Code obfuscation is idiotic and pointless no matter what form it takes, but this example is particularly egregious. This accomplishes little more than degrading performance across the board for the very real end user (bye bye JIT optimizations) while requiring some purely hypothetical reverse engineer to write one additional script before (gasp) reading the code.
I'm genuinely curious how much time and money was wasted on this imbecilic venture.
Obfuscation may seem a weird topic nowadays but only because it is lagging behind conventional data encryption. Once it achieves more fundamental results the perception will likely change.
The next step of this cat and mouse game would be for the Javascript interpreter to detect intentionally obfuscated code and then give the user an option to stop executing the scripts on the page, just like how browsers do if it detects a script is taking too long to execute, with the default option being to stop it. This could be done heuristically from the JIT based on the CFG and the entropy of the symbol table.

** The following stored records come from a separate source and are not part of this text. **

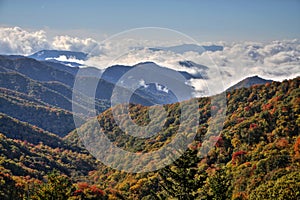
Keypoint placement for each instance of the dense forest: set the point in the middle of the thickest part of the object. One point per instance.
(256, 155)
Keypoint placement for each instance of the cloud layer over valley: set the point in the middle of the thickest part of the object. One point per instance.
(275, 60)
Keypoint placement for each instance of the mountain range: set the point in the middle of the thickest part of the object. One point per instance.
(257, 150)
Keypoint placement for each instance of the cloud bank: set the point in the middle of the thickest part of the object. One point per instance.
(275, 60)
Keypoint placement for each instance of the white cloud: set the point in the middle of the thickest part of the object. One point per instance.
(68, 43)
(18, 41)
(276, 60)
(161, 88)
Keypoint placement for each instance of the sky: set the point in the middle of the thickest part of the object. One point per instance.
(207, 20)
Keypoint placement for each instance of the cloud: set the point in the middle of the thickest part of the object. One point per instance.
(161, 88)
(275, 60)
(18, 41)
(68, 43)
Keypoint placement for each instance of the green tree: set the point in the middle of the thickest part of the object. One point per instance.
(57, 187)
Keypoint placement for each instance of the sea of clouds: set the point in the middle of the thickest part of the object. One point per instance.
(275, 60)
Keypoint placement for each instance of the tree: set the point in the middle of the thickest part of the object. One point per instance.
(57, 187)
(181, 180)
(220, 185)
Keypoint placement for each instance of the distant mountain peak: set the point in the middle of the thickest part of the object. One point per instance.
(248, 82)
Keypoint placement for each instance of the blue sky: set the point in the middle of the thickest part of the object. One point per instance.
(204, 20)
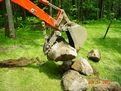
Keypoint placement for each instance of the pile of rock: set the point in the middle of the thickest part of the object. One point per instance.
(74, 77)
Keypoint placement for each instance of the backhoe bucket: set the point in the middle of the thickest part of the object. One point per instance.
(76, 35)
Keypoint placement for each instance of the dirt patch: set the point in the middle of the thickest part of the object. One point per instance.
(21, 62)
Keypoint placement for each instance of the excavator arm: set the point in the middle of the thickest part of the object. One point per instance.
(76, 34)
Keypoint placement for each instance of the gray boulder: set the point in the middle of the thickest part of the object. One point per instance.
(94, 55)
(66, 66)
(113, 86)
(82, 66)
(61, 51)
(73, 81)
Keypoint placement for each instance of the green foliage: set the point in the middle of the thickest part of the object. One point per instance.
(47, 77)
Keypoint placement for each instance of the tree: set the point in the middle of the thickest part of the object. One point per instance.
(10, 30)
(100, 6)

function test(x, y, ...args) {
let z = x / y;
let ret = args.reduce((a, v) => (a * v), z);
console.log(ret);
}
test(1, 2, 3, 4);
are functionally identical. (I used an off the shelf obfuscator)
No amount of obfuscation will stop a determined reverse engineer from pulling apart your code, but it can increase the cognitive load to the point where most people won't bother.

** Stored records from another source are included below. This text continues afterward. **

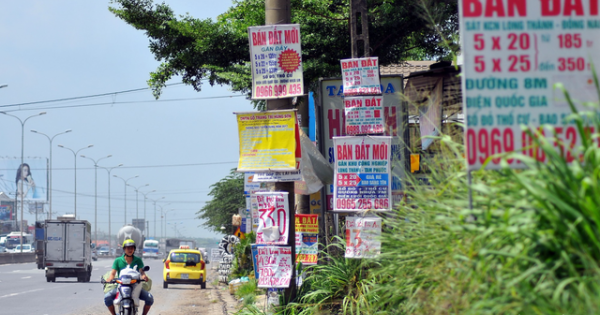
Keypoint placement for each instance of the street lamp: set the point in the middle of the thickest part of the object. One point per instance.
(125, 186)
(149, 192)
(137, 216)
(96, 193)
(108, 170)
(50, 173)
(20, 189)
(75, 158)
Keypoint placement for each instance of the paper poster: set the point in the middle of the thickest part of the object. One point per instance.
(276, 59)
(307, 244)
(361, 76)
(364, 115)
(275, 266)
(514, 53)
(362, 237)
(267, 141)
(362, 173)
(273, 214)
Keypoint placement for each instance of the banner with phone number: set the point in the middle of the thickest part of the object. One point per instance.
(276, 59)
(362, 173)
(514, 52)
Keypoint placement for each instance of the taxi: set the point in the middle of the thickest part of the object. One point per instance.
(184, 266)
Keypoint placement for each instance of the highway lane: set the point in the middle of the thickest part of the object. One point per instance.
(24, 290)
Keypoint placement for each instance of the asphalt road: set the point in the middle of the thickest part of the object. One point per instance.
(24, 290)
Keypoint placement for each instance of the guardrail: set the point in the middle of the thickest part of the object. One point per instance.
(16, 258)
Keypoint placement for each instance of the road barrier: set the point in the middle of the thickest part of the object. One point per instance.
(15, 258)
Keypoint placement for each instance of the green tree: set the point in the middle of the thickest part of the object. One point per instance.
(218, 51)
(227, 198)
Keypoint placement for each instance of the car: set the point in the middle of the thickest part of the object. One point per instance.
(103, 251)
(184, 266)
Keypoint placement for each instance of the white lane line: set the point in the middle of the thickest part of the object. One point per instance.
(15, 294)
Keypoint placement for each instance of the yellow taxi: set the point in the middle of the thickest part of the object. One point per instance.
(184, 266)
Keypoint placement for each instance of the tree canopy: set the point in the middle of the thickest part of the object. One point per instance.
(218, 51)
(227, 197)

Also, just in case, nobody should ever run untrusted code, particularly not obfuscated untrusted code. Including the examples I posted above.
Absolutely correct. Yet the only point of obfuscating JavaScript I can see is to execute malign code, which implies that it's targeted at people who "won't bother" deobfuscating or even looking at it anyway, which makes obfuscation redundant. And obfuscation won't stop a determined engineer anyway. So, uh, ¯\_(ツ)_/¯.

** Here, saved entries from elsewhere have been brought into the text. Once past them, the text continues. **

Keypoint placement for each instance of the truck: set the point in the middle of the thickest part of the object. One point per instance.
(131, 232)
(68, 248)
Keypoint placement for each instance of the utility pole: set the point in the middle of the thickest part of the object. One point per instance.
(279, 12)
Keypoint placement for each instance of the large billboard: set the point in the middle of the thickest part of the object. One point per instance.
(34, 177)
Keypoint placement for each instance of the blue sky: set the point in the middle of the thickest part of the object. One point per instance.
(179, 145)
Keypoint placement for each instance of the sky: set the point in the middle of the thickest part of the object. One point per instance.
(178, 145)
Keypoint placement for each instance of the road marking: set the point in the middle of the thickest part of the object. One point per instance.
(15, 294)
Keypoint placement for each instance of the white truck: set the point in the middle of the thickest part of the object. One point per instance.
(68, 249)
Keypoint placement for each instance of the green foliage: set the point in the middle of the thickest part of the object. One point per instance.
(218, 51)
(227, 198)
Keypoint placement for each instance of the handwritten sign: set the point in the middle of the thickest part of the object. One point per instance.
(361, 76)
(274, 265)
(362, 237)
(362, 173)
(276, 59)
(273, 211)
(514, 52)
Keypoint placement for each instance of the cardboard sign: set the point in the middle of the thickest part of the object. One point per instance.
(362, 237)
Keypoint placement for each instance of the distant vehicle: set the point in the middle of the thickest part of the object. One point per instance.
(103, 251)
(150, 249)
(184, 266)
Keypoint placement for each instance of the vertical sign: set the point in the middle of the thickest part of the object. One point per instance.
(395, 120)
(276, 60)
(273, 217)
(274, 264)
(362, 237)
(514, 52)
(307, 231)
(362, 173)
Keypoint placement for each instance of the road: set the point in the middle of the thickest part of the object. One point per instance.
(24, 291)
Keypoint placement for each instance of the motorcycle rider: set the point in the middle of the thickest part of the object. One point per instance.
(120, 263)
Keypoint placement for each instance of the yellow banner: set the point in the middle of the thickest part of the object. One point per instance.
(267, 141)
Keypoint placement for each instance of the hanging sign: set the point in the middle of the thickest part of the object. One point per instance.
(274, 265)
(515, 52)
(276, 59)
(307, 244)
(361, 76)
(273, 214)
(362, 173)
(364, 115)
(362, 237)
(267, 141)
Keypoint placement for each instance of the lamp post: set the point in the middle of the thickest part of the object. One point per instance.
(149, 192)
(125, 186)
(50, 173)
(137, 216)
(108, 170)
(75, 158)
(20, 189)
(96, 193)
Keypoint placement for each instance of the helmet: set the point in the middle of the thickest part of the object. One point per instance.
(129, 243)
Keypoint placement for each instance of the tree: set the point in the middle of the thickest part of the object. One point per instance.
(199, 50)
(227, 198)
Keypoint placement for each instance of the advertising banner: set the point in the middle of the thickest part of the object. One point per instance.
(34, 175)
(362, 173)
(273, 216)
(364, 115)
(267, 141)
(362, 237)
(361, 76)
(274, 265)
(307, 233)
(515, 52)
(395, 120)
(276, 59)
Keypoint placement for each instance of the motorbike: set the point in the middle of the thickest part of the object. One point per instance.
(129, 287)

Thus, it only looks vaguely interesting from an academic point of view. But even then, it's just a matter of flattening and spamming the AST, but you can only get this far with JS.
I think you're quite correct. If you're investing in obfuscation, you're probably making the wrong investment. Malicious actors have to obfuscate to avoid detection for as long as possible, and benign actors would probably be better served focusing on their core tech. That said, obfuscation is very good at increasing the difficulty of interpreting and understanding the purpose of code.
No one serious will analyse obfuscated JS without passing it through a deobfuscator first, so the point is moot. But if you really want to make your code "look confusing", there's more amusing obfuscators for that (also easily deobfuscated):
When I reviewed different obfuscator products, it was based on the idea it was only a "speedbump," for our threat actors, and imposed the cost of someone having both the motive and means to reverse it.
If you would prefer that a summer student at an enterprise customer doesn't replace your product with an in-house work-alike, it's useful. Similar if it's cheaper to buy your product than spending several hours reversing it.
If your business model relies on the integrity of a secret (key, derivation component, method, etc), it probably has a single, catastrophic failure mode and obfuscation isn't your solution.
And for what? Obfuscating your code so that people don't steal it or whatever? This kind of obfuscation can be easily and programmatically reversed engineered if someone really wants to, so... why do it? Just to screw with people trying to look at the source code of a web page?
People complain about JavaScript minifiers and WebAssembly that they're making the web less open and hackable, but at least those things have a point to them. There's a performance upside! This is just "naah, lets make the web slower, more closed and less hackable, for... you know... reasons."